High-quality 256×256 images of churches generated by the DDPM.

Figure 3: LSUN Church samples. FID = 7.89.

High-quality 256×256 images of bedrooms generated by the DDPM.

Figure 4: LSUN Bedroom samples. FID = 4.90.


Ablation: Why \(L_{\text{simple}}\) Matters

Ablation study table comparing reverse process parameterizations and objectives.

Predicting \(\epsilon\) with the simplified loss beats all alternatives.
The baseline mean-prediction approach with the full variational bound performs notably worse.


Rate–Distortion Analysis: Great Images, Mediocre Likelihoods?

While DDPMs generate outstanding images, their log likelihoods lag behind other likelihood-based models.

The authors suggest DDPMs act as excellent lossy compressors: most bits model perceptually important large features; fewer bits target imperceptible detail.

Progressive Decoding:
At any reverse step \(t\), we can estimate:

\[ \hat{\mathbf{x}}_0 = \frac{\mathbf{x}_t - \sqrt{1 - \bar{\alpha}_t}\,\boldsymbol{\epsilon}_{\theta}(\mathbf{x}_t, t)}{\sqrt{\bar{\alpha}_t}} \]

Rate–distortion curves for DDPM on CIFAR10. Distortion drops quickly at low rates, showing important features are captured first.

Figure 5: Distortion vs. rate — most perceptible structure is reconstructed at low rates.


Visualization: Progressive Generation

As the reverse process runs, large-scale features emerge before fine details:

Progressive generation: noise evolves into airplanes, birds, and animals.

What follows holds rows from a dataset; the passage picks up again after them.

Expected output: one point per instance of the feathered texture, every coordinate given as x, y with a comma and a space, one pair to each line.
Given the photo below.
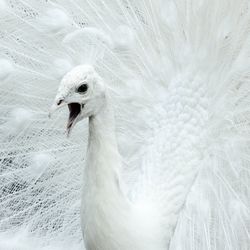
178, 74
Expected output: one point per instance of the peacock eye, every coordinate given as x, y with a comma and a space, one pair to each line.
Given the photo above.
82, 88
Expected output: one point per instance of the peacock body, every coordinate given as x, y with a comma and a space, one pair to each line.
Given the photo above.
166, 134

Figure 6: DDPM generation over time. Coarse shapes first, sharper details later.


Conclusion and Impact

The Denoising Diffusion Probabilistic Models paper marked a turning point in generative modeling:

  1. State-of-the-art quality with stable training — rivaling top GANs without their instability.
  2. Noise prediction (\(\epsilon\)-parameterization) and a simplified loss were key to unlocking quality.
  3. Progressive generation reveals deep links to denoising score matching, Langevin dynamics, and lossy compression.

These ideas form the basis of modern diffusion models used in systems like Stable Diffusion and DALL·E 2, extending far beyond images to audio, video, and multimodal generation.

By showing how reversing noise can lead to high-fidelity generation, this work did more than release a new model — it inspired a new lens through which to view creation itself.